Kur'an-ı Kerim ve Türkçe Meali Sayfa 441
13. Ve onlara, o karye sahiblerini temsil getir, o dem ki ona o gönderilen Resuller varmıştı
14. O sıra ki onlara o ikiyi göndermiştik, bunları tekzib ettiler, biz de bir üçüncü ile ızzet (ve kuvvet) verdik de varıp dediler: haberiniz olsun biz sizlere gönderilmiş Resulleriz
15. Siz, dediler: bizim gibi bir beşerden başka bir şey değilsiniz, hem Rahman hiç bir şey indirmedi, siz sırf yalan söylüyorsunuz
16. Dediler: rabbımız bilir, inanın biz gerçek size gönderilmiş, Resulleriz,
17. açık bir tebliğden ötesi ise bizim üstümüze değil
18. Doğrusu dediler: biz sizinle teşe'üm ettik, yemin ederiz ki vazgeçmezseniz sizi hiç tınmadan recmederiz ve her halde size bizden pek acıklı bir azâb dokunur
19. Dediler: sizin şum kuşunuz beraberinizde, ya... nasıhat edilirseniz öyle mi? Doğrusu siz israfı âdet etmiş bir kavmsınız
20. O esnada şehrin tâ ucundan bir er koşarak geldi, ey hemşerilerim! dedi; uyun o gönderilen Resullere
21. Uyun sizden bir ecir istemiyen o zatlara ki onlar hidayete irmişlerdir
22. Hem neyime kulluk etmiyeyim ben, o beni yaradana?
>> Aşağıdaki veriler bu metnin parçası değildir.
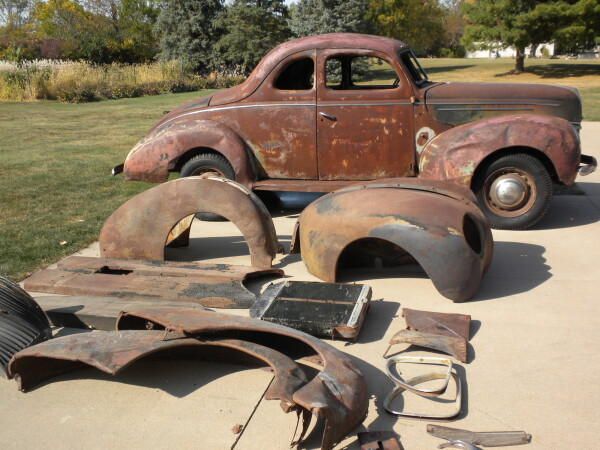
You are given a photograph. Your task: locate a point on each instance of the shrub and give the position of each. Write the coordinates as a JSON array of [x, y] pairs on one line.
[[75, 82]]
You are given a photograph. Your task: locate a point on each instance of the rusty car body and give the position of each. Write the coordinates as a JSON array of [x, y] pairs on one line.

Hep de döndürülüp ona götürüleceksiniz
23. Hiç, ben ondan başka ma'budlar mı tutarım? Eğer o Rahman bana bir keder irâde buyurursa onların şefaati benden yana hiç bir şeye yaramaz ve beni kurtaramazlar
24. Şübhesiz ben o vakıt açık bir dalâl içindeyim
25. Haberiniz olsun ki ben rabbınıza iyman getirdim, gelin dinleyin beni
26. Denildi ki: haydi gir Cennete! Ay! dedi, nolurdu kavmın bilselerdi?
27. Rabbım bana ne mağrifet buyurdu. Beni ikram olunan kullarından kıldı.